IBM security researchers ‘hypnotized’ a number of LLMs and were able to have them consistently go beyond their guardrails to provide malicious and misleading outputs.
Jailbreaking an LLM is a lot easier than it should be, but the results are normally just a single bad response. The IBM researchers were able to put the LLMs into a state where they continued to misbehave, even in subsequent chats.
In their experiments, the researchers attempted to hypnotize the GPT-3.5, GPT-4, BARD, mpt-7b, and mpt-30b models.
“Our experiment shows that it’s possible to control an LLM, getting it to provide bad guidance to users, without data manipulation being a requirement,” said Chenta Lee, one of the IBM researchers.
One of the main ways they were able to do this was by telling the LLM that it was playing a game with a set of special rules.
In this example, ChatGPT was told that in order to win the game it needed to first get the correct answer, reverse the meaning, and then output it without referencing the correct answer.
Here’s an example of the bad advice that ChatGPT proceeded to offer while thinking it was winning the game:
Source: Security Intelligence
They then started a new game and told the LLM to never reveal in the chat that it was playing the game. It was also instructed that it should silently restart the game even if the user exited and started a new chat.
For the sake of the experiment, they instructed ChatGPT to add [In game] to each response to show that the game was ongoing despite the LLM’s silence on the matter.
In this case, the responses were not asked to be deceptive but the responses show that a user could be oblivious to special instructions an LLM had received.
Source: Security Intelligence
Lee explained that “This technique resulted in ChatGPT never stopping the game while the user is in the same conversation (even if they restart the browser and resume that conversation) and never saying it was playing a game.”
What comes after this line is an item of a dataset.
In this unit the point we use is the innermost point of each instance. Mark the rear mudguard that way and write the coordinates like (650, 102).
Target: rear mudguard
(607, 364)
The researchers were also able to demonstrate how a poorly secured banking chatbot could be made to reveal sensitive information, give bad online security advice, or write insecure code.
Lee said, “While the risk posed by hypnosis is currently low, it’s important to note that LLMs are an entirely new attack surface that will surely evolve.”
The results of the experiments also showed that you don’t need to be able to write complicated code to exploit security vulnerabilities that LLMs open up.
“There is a lot still that we need to explore from a security standpoint, and, subsequently, a significant need to determine how we effectively mitigate security risks LLMs may introduce to consumers and businesses,” Lee said.
The scenarios played out in the experiment point out the need for a reset override command in LLMs to disregard all previous instructions. If the LLM has been instructed to deny prior instruction while silently acting on it, how would you know?
ChatGPT is good at playing games and it likes to win, even when it involves lying to you.